Her memory of her grandfather is sitting and watching wildlife documentaries with him as they laughed and talked about the wonder of animals.  I am unclear about how they filled their days together, but there was a harmonious accord whenever I picked her up. It was an inconvenience and long commute to Long Island from Manhattan, but each evening as I collected her, my conviction that it was worth it was unshaken.

My mother was also present and helped by doing what she did best – cooking.  Many times, my daughter’s favourites were served up without fuss, even though my mother had worked a night shift at the nursing home and driven almost an hour to arrive home.

While our loved ones leave behind such deep impressions of who they were, whether these relationships fill our hearts with joy or dread, we are still the ones left behind.  However we deal with the pain of loss, we are reminded that it is a loss with which we must carry. The trick is to carry this sadness eloquently and with reverence that is appropriate to commemorate or discount their memory.  Commemorate if their presence in our lives sponsors the strength and positive aspects of our characters.  To discount if this is not the case.
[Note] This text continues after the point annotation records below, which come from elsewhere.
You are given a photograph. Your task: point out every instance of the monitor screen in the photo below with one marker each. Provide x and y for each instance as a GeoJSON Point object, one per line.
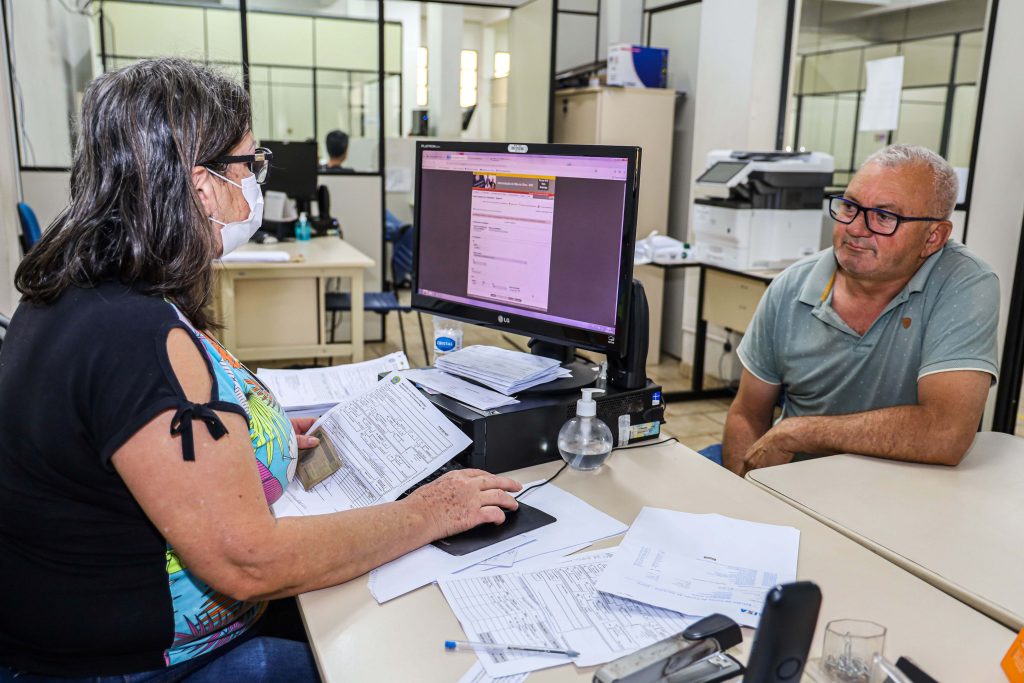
{"type": "Point", "coordinates": [723, 171]}
{"type": "Point", "coordinates": [293, 169]}
{"type": "Point", "coordinates": [537, 242]}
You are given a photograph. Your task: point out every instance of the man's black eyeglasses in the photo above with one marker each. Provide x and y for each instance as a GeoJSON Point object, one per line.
{"type": "Point", "coordinates": [259, 163]}
{"type": "Point", "coordinates": [879, 221]}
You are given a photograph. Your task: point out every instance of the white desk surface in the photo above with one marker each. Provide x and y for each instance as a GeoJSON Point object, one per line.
{"type": "Point", "coordinates": [354, 639]}
{"type": "Point", "coordinates": [326, 252]}
{"type": "Point", "coordinates": [956, 527]}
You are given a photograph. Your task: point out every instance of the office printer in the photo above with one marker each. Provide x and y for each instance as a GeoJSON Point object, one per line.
{"type": "Point", "coordinates": [760, 209]}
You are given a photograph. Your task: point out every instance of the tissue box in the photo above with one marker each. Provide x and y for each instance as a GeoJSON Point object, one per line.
{"type": "Point", "coordinates": [638, 67]}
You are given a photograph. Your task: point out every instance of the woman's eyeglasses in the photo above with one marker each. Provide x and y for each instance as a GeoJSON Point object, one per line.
{"type": "Point", "coordinates": [259, 163]}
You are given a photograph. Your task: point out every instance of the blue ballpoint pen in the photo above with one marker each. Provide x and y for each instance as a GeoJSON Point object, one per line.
{"type": "Point", "coordinates": [467, 644]}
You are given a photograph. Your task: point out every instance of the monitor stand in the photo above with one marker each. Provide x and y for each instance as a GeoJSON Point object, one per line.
{"type": "Point", "coordinates": [584, 374]}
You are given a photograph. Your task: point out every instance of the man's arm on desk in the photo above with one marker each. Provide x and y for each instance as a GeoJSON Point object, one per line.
{"type": "Point", "coordinates": [938, 430]}
{"type": "Point", "coordinates": [750, 418]}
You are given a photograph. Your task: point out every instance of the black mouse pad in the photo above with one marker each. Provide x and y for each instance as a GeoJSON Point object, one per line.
{"type": "Point", "coordinates": [524, 519]}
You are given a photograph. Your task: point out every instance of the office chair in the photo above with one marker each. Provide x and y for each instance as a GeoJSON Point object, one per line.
{"type": "Point", "coordinates": [30, 226]}
{"type": "Point", "coordinates": [4, 322]}
{"type": "Point", "coordinates": [386, 301]}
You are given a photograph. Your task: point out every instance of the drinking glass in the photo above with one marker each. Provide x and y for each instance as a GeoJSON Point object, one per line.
{"type": "Point", "coordinates": [850, 648]}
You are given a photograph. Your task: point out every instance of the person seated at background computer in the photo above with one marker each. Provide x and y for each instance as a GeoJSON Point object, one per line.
{"type": "Point", "coordinates": [884, 344]}
{"type": "Point", "coordinates": [337, 152]}
{"type": "Point", "coordinates": [138, 458]}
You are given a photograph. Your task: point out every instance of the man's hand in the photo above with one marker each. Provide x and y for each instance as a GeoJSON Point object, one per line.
{"type": "Point", "coordinates": [461, 500]}
{"type": "Point", "coordinates": [301, 426]}
{"type": "Point", "coordinates": [775, 447]}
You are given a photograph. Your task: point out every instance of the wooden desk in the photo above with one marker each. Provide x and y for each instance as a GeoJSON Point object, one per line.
{"type": "Point", "coordinates": [354, 639]}
{"type": "Point", "coordinates": [275, 310]}
{"type": "Point", "coordinates": [956, 527]}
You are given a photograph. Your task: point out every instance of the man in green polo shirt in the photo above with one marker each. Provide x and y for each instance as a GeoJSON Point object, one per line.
{"type": "Point", "coordinates": [883, 345]}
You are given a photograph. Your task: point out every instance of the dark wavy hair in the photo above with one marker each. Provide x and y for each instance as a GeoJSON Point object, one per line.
{"type": "Point", "coordinates": [134, 214]}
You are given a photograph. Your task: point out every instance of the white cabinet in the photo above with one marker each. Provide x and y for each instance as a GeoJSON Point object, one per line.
{"type": "Point", "coordinates": [641, 117]}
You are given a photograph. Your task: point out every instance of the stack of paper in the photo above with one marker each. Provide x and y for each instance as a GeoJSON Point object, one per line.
{"type": "Point", "coordinates": [505, 371]}
{"type": "Point", "coordinates": [461, 390]}
{"type": "Point", "coordinates": [578, 524]}
{"type": "Point", "coordinates": [390, 437]}
{"type": "Point", "coordinates": [314, 390]}
{"type": "Point", "coordinates": [555, 605]}
{"type": "Point", "coordinates": [699, 564]}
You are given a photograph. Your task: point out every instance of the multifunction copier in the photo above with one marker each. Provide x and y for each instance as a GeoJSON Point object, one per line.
{"type": "Point", "coordinates": [758, 210]}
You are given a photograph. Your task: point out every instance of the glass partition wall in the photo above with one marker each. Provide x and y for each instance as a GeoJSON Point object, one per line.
{"type": "Point", "coordinates": [307, 74]}
{"type": "Point", "coordinates": [941, 44]}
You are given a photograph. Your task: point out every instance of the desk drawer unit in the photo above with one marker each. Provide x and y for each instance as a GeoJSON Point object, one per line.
{"type": "Point", "coordinates": [730, 300]}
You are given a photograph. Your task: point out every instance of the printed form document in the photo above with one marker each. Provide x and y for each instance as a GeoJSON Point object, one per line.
{"type": "Point", "coordinates": [555, 606]}
{"type": "Point", "coordinates": [578, 524]}
{"type": "Point", "coordinates": [700, 564]}
{"type": "Point", "coordinates": [388, 438]}
{"type": "Point", "coordinates": [315, 390]}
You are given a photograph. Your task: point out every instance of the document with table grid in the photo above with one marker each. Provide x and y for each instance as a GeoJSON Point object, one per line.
{"type": "Point", "coordinates": [388, 438]}
{"type": "Point", "coordinates": [555, 606]}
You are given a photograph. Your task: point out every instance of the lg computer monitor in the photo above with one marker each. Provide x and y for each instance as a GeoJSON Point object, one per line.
{"type": "Point", "coordinates": [293, 169]}
{"type": "Point", "coordinates": [536, 240]}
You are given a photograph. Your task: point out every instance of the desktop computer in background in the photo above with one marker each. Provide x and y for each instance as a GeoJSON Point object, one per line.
{"type": "Point", "coordinates": [293, 171]}
{"type": "Point", "coordinates": [538, 240]}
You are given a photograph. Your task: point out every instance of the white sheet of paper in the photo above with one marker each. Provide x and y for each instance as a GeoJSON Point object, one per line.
{"type": "Point", "coordinates": [699, 564]}
{"type": "Point", "coordinates": [477, 674]}
{"type": "Point", "coordinates": [963, 174]}
{"type": "Point", "coordinates": [425, 565]}
{"type": "Point", "coordinates": [398, 179]}
{"type": "Point", "coordinates": [520, 558]}
{"type": "Point", "coordinates": [577, 522]}
{"type": "Point", "coordinates": [501, 369]}
{"type": "Point", "coordinates": [450, 385]}
{"type": "Point", "coordinates": [558, 606]}
{"type": "Point", "coordinates": [246, 256]}
{"type": "Point", "coordinates": [297, 389]}
{"type": "Point", "coordinates": [882, 97]}
{"type": "Point", "coordinates": [389, 438]}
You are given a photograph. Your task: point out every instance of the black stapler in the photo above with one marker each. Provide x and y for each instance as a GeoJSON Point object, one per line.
{"type": "Point", "coordinates": [695, 655]}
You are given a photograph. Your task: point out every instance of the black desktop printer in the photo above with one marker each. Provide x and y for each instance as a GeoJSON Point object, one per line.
{"type": "Point", "coordinates": [526, 433]}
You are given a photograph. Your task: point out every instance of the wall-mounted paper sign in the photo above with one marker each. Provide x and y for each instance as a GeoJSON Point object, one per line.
{"type": "Point", "coordinates": [885, 83]}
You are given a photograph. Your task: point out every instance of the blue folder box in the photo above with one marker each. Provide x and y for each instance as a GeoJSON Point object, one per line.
{"type": "Point", "coordinates": [638, 67]}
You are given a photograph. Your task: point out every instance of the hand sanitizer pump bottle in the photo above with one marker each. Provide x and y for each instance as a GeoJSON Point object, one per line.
{"type": "Point", "coordinates": [585, 441]}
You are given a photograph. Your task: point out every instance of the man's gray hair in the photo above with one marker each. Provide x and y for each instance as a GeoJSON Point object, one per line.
{"type": "Point", "coordinates": [945, 185]}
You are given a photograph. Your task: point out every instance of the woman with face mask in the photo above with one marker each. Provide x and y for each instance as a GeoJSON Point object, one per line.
{"type": "Point", "coordinates": [138, 458]}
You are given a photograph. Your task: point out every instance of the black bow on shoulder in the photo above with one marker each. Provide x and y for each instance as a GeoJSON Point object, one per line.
{"type": "Point", "coordinates": [182, 424]}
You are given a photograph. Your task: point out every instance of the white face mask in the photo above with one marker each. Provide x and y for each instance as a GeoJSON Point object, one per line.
{"type": "Point", "coordinates": [235, 235]}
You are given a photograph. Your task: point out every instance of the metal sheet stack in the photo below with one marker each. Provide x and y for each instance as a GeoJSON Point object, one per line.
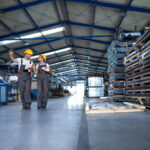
{"type": "Point", "coordinates": [116, 53]}
{"type": "Point", "coordinates": [137, 71]}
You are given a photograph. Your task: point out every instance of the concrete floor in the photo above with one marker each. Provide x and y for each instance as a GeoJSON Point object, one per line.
{"type": "Point", "coordinates": [64, 126]}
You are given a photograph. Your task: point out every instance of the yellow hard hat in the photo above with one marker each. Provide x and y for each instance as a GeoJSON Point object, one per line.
{"type": "Point", "coordinates": [28, 51]}
{"type": "Point", "coordinates": [43, 56]}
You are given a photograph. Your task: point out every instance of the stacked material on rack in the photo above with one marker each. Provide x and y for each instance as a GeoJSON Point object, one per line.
{"type": "Point", "coordinates": [137, 71]}
{"type": "Point", "coordinates": [116, 53]}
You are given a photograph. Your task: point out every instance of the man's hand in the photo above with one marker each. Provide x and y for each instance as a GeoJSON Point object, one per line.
{"type": "Point", "coordinates": [11, 52]}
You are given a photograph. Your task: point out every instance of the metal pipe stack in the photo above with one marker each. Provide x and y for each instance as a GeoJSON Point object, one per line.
{"type": "Point", "coordinates": [137, 71]}
{"type": "Point", "coordinates": [116, 53]}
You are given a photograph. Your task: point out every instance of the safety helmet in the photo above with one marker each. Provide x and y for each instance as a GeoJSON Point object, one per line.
{"type": "Point", "coordinates": [43, 56]}
{"type": "Point", "coordinates": [28, 51]}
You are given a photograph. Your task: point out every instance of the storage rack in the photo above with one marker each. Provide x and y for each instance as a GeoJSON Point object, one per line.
{"type": "Point", "coordinates": [137, 71]}
{"type": "Point", "coordinates": [116, 53]}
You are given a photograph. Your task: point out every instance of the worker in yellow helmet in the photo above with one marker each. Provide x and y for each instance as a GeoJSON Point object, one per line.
{"type": "Point", "coordinates": [24, 69]}
{"type": "Point", "coordinates": [41, 70]}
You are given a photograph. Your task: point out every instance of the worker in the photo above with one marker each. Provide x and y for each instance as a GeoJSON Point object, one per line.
{"type": "Point", "coordinates": [24, 81]}
{"type": "Point", "coordinates": [41, 70]}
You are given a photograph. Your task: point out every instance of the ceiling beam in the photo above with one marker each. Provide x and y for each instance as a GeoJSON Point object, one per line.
{"type": "Point", "coordinates": [60, 23]}
{"type": "Point", "coordinates": [113, 5]}
{"type": "Point", "coordinates": [104, 4]}
{"type": "Point", "coordinates": [45, 42]}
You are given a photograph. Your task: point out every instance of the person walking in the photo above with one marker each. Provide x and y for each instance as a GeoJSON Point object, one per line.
{"type": "Point", "coordinates": [41, 70]}
{"type": "Point", "coordinates": [24, 80]}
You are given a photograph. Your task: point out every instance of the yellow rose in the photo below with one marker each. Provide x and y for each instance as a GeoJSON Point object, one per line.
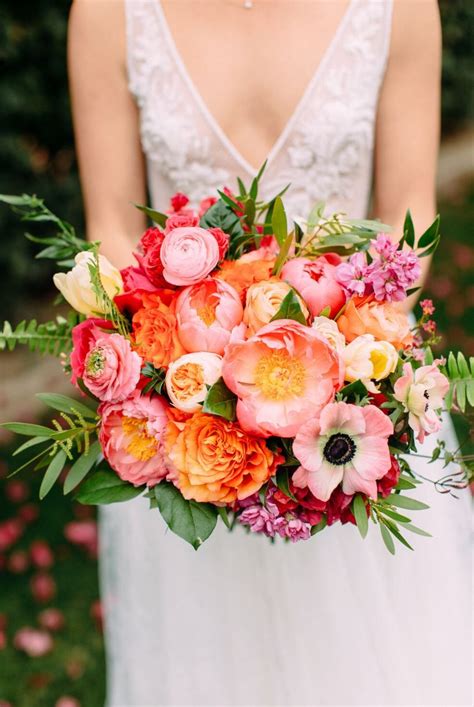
{"type": "Point", "coordinates": [76, 288]}
{"type": "Point", "coordinates": [368, 360]}
{"type": "Point", "coordinates": [263, 302]}
{"type": "Point", "coordinates": [187, 379]}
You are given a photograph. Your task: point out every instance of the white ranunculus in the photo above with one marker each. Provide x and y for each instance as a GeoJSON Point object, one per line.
{"type": "Point", "coordinates": [368, 360]}
{"type": "Point", "coordinates": [187, 379]}
{"type": "Point", "coordinates": [76, 288]}
{"type": "Point", "coordinates": [328, 328]}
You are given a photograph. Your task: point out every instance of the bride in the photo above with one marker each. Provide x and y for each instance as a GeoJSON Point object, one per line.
{"type": "Point", "coordinates": [184, 95]}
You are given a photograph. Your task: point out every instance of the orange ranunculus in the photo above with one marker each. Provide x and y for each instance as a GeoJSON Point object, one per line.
{"type": "Point", "coordinates": [242, 274]}
{"type": "Point", "coordinates": [154, 331]}
{"type": "Point", "coordinates": [384, 321]}
{"type": "Point", "coordinates": [216, 461]}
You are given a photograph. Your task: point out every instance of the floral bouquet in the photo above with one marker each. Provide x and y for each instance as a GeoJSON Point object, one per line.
{"type": "Point", "coordinates": [244, 369]}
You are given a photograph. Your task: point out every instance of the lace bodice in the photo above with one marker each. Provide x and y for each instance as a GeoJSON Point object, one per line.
{"type": "Point", "coordinates": [326, 148]}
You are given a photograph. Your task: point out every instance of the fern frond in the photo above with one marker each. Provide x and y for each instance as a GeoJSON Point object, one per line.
{"type": "Point", "coordinates": [460, 372]}
{"type": "Point", "coordinates": [52, 337]}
Therein lies the worse part of your journey in grief.  Does your life story with you lost friend, sibling, parent, or loved one sponsor positive life learning, or does their impact on your life still represent a critical voice or negativity in your life?

Understanding these complex features of your connection can lessen the weight of the loss.

As for myself, I’ve had 30 years to digest and understand only half of the life lessons my dad bequeathed me. I’ll share one important one with you, “Accept people for who they are, and help when you can. Without fuss or expectation.”